= Wilmot baronets of Chaddesden (1759) =

Escutcheon of the Wilmot baronets of Chaddesden

The Wilmot baronetcy, of Chaddesden in the County of Derby, was created in the Baronetage of Great Britain on 15 February 1759 for Edward Wilmot, Physician to the Army and Physician-in-Ordinary to King George II and King George III.

The 3rd and 4th Baronets served as High Sheriff of Derbyshire, in 1803 and 1852 respectively. The 5th Baronet represented Derbyshire in the House of Commons from 1869 to 1885.
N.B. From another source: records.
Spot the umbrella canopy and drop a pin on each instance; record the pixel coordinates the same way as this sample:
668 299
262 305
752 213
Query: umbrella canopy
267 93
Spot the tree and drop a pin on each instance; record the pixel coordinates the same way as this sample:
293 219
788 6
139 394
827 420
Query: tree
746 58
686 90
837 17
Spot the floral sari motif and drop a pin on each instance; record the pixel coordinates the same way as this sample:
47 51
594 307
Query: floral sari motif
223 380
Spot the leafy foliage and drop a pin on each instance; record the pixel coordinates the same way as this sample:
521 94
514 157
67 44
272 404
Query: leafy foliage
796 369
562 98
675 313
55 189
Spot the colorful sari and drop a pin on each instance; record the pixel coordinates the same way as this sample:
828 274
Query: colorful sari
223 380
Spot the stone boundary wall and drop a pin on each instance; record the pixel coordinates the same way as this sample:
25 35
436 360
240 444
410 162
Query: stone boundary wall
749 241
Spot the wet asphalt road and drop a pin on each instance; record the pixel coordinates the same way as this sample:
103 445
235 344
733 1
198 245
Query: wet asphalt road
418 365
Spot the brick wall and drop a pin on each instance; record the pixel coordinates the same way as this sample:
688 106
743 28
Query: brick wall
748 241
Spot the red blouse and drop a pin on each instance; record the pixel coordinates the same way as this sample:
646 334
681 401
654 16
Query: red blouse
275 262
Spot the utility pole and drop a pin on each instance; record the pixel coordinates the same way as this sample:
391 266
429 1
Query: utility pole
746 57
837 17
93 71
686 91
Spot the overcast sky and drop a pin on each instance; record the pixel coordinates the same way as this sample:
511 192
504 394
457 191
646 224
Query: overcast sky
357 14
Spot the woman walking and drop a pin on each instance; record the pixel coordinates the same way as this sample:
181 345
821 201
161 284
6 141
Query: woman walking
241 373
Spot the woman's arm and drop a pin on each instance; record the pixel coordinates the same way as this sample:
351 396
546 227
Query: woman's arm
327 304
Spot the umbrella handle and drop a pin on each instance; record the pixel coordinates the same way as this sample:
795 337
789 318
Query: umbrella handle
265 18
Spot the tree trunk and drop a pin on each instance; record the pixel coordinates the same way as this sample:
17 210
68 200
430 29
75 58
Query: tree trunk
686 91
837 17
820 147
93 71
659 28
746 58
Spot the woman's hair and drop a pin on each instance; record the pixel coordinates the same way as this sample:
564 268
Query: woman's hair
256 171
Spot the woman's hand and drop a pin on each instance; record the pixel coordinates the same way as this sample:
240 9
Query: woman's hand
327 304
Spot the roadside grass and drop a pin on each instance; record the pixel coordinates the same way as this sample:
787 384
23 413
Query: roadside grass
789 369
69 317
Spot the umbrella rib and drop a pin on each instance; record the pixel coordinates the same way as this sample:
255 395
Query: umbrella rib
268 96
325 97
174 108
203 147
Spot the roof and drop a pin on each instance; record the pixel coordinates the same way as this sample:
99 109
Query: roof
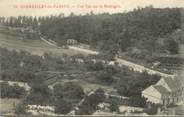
173 83
161 89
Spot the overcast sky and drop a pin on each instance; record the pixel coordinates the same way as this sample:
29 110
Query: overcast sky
7 6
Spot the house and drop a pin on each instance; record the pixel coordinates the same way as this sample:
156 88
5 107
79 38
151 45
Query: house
165 91
71 42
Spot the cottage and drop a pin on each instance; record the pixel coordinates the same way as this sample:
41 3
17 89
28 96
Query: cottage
71 42
165 91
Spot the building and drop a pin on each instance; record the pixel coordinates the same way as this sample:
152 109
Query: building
71 42
165 91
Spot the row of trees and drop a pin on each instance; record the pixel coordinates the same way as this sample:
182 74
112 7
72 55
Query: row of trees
8 91
140 28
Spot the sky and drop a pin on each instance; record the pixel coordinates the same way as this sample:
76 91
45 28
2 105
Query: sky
13 7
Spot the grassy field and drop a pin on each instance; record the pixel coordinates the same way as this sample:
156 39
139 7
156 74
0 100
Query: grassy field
8 105
36 47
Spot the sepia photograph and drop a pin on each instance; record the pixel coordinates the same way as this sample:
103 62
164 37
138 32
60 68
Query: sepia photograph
91 58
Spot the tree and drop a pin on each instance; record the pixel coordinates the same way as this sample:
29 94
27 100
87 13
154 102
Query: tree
20 109
90 103
104 77
68 90
40 94
172 46
62 106
114 106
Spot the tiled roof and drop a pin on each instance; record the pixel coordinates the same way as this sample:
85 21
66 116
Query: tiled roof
161 89
173 83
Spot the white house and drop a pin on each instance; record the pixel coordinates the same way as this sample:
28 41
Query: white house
165 91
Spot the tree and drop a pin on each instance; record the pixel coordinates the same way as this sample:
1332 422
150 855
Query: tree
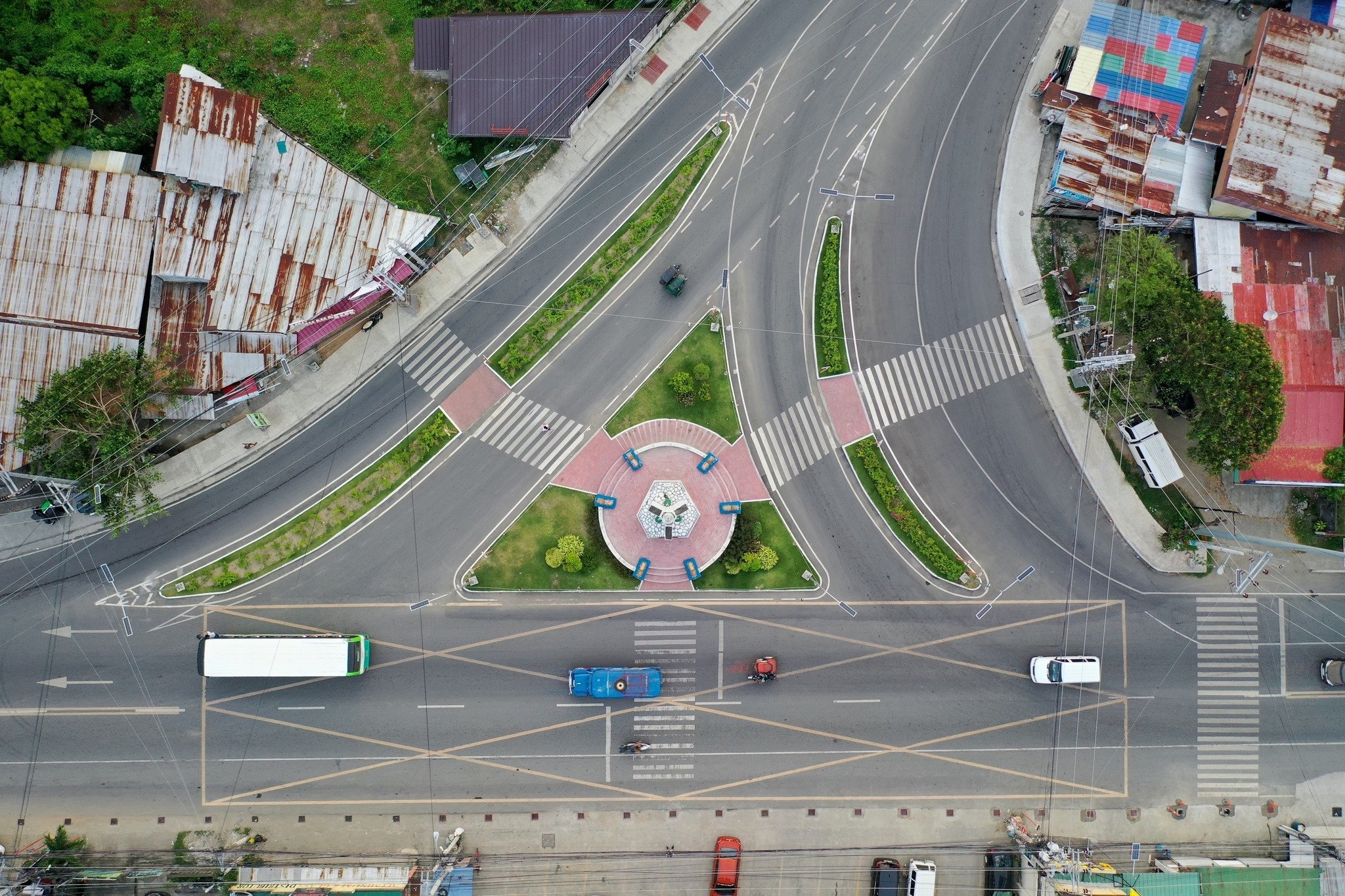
64 851
1185 344
96 422
37 114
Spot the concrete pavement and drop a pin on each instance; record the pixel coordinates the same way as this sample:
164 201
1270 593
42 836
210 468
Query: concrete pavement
1013 253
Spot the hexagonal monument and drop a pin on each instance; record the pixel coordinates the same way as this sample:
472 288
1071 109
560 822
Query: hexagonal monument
667 511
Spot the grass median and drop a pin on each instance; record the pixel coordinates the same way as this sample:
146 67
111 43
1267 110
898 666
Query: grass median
608 264
902 515
517 562
827 320
324 521
701 354
759 524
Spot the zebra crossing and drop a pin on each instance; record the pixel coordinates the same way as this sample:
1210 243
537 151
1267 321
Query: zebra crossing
793 442
1227 704
940 372
667 729
436 359
516 427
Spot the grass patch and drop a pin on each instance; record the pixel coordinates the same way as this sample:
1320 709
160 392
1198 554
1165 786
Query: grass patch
326 519
657 399
786 574
1169 505
608 264
902 515
827 320
517 562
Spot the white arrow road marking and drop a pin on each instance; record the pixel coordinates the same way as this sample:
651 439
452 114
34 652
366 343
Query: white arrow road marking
65 683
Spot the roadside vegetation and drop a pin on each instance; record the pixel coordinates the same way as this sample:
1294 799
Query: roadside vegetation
692 385
96 425
827 317
762 555
554 545
608 264
326 519
902 515
335 74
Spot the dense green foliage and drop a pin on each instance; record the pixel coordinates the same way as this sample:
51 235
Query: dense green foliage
326 519
826 303
37 114
607 265
92 423
1187 345
910 526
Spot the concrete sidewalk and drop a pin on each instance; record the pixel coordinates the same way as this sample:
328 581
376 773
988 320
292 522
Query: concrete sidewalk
307 395
1019 270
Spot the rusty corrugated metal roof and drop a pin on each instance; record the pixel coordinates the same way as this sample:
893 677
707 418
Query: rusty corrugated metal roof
1102 156
1286 150
1218 101
206 133
299 237
74 246
527 74
29 356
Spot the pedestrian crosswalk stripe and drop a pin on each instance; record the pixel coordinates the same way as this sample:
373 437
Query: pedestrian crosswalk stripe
794 441
436 359
940 372
516 427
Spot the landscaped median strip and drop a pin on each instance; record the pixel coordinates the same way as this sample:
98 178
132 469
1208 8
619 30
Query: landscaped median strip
323 522
608 264
827 322
903 516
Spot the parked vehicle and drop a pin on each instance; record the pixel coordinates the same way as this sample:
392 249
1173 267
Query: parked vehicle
673 280
609 683
885 878
1151 450
1066 671
728 859
1333 672
1001 872
920 879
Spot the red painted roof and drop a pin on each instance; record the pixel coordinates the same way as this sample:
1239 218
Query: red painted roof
1314 421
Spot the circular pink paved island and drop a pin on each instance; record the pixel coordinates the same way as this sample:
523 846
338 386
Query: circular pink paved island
667 511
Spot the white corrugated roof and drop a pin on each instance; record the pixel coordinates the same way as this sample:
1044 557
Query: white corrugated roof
1219 257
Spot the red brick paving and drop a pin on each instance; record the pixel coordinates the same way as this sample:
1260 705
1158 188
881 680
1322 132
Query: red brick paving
845 408
470 400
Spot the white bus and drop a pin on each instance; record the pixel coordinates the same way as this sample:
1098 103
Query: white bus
282 656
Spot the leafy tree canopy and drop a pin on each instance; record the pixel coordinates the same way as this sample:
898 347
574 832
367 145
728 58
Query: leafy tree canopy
93 423
37 114
1185 344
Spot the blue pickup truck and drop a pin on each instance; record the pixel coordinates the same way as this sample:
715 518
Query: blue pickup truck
608 683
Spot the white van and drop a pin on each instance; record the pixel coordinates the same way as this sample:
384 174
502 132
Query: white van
1151 450
1066 671
920 879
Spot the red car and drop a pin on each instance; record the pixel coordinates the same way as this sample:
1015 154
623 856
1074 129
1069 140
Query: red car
728 857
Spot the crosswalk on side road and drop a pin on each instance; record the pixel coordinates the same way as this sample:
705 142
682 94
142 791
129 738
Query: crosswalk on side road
940 372
793 442
436 359
535 435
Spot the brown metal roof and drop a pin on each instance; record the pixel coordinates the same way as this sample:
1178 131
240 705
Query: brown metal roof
29 356
206 133
1218 101
527 74
1286 150
74 246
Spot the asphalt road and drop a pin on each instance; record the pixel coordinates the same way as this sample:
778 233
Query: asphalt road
466 700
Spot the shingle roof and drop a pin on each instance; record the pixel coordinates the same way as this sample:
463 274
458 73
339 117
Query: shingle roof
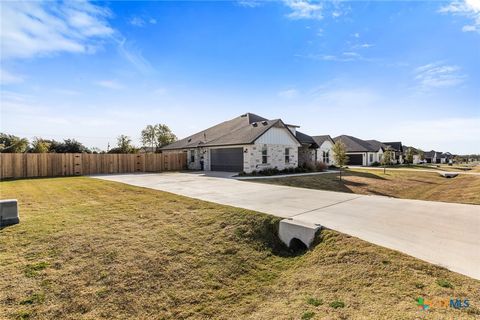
304 138
321 139
353 144
244 129
396 145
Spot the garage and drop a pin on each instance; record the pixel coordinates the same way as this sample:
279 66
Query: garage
226 159
355 159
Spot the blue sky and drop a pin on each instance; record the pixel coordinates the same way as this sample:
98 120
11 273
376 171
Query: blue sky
406 71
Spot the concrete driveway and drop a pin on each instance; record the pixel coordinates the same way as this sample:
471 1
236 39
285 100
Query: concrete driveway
445 234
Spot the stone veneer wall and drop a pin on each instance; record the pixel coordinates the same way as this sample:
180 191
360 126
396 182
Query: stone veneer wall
305 155
252 157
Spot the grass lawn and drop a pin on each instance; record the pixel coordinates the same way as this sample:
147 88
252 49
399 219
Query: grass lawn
439 167
91 249
395 183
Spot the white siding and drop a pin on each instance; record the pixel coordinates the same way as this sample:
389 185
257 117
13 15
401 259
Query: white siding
278 136
327 147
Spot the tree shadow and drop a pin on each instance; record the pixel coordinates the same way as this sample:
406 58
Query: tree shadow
380 193
362 174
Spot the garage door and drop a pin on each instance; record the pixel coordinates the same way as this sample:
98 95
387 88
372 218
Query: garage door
228 159
355 159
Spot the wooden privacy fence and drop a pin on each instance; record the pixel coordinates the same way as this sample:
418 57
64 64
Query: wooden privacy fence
30 165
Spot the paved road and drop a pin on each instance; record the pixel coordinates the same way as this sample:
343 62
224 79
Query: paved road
445 234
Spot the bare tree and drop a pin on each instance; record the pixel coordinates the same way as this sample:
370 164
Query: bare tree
387 158
157 136
340 155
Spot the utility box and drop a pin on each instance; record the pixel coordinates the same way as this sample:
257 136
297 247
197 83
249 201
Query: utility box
8 212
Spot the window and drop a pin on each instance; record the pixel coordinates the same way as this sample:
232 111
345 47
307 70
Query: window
326 156
264 155
192 155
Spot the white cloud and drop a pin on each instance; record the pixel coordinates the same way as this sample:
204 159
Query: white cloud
303 9
110 84
289 93
8 78
347 56
160 91
457 135
134 56
141 22
137 22
438 75
469 9
249 3
363 45
32 29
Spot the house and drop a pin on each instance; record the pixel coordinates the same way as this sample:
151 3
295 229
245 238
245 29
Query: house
361 152
397 149
367 152
433 157
246 143
324 152
417 154
315 149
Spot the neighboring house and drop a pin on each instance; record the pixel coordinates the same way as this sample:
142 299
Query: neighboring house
417 154
433 157
363 152
246 143
446 157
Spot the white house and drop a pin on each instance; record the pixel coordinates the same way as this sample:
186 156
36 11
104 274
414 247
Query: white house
246 143
361 152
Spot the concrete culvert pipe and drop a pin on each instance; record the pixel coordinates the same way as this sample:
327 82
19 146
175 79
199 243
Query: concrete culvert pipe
297 233
8 212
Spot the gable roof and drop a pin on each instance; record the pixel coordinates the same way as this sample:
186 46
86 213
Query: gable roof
396 145
305 139
353 144
321 139
244 129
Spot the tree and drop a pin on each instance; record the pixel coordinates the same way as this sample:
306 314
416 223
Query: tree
409 156
68 146
124 145
148 136
340 155
157 136
164 135
12 144
40 145
387 158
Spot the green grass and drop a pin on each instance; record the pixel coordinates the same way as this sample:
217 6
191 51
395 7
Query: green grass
394 183
90 249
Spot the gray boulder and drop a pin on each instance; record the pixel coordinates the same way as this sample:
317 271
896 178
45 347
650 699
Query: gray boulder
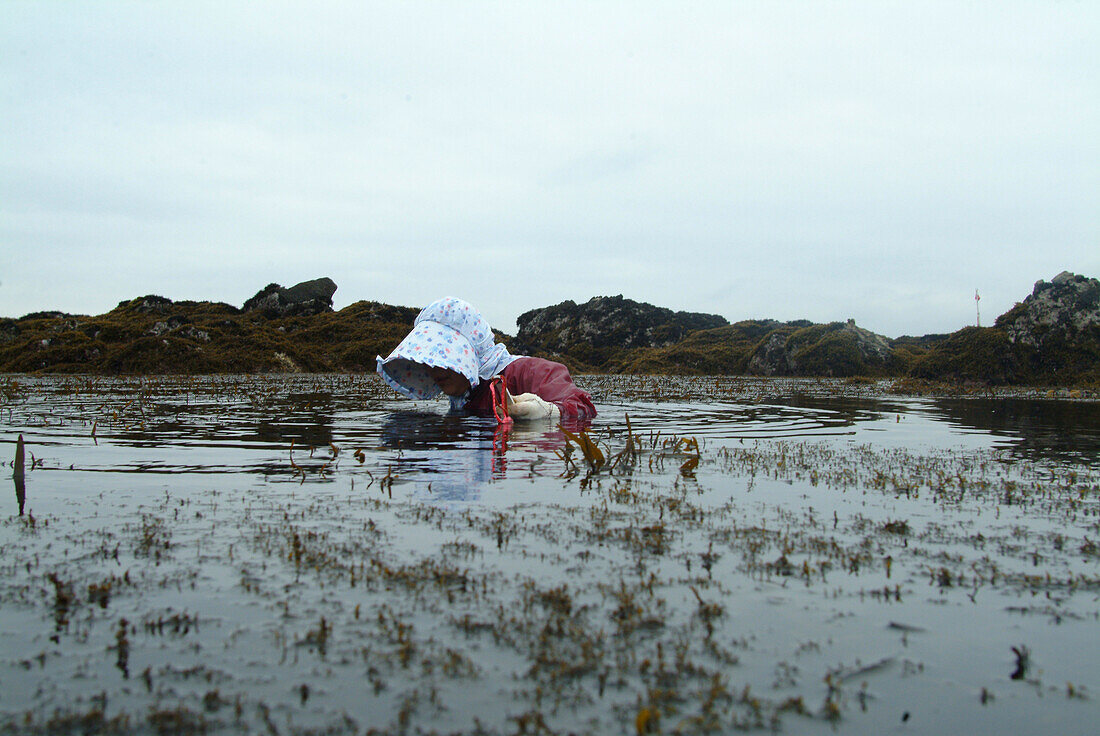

==Wilmot baronets, of Chaddesden (1759)==
- Sir Edward Wilmot, 1st Baronet (1693–1786)
- Sir Robert Mead Wilmot, 2nd Baronet (1731–1793)ref name="Burke"/>
- Sir Robert Wilmot, 3rd Baronet (1765–1842)
- Sir Henry Sacheverell Wilmot, 4th Baronet (1801–1872)
- Sir Henry Wilmot, 5th Baronet (1831–1901)
- Sir Ralph Henry Sacheverell Wilmot, 6th Baronet (1875–1918)
- Sir Arthur Ralph Wilmot, 7th Baronet (1909–1942)
- Sir Robert Arthur Wilmot, 8th Baronet (1939–1974)
- Sir Henry Robert Wilmot, 9th Baronet (born 1967)

The heir apparent is the present holder's son Oliver Charles Wilmot (born 1999).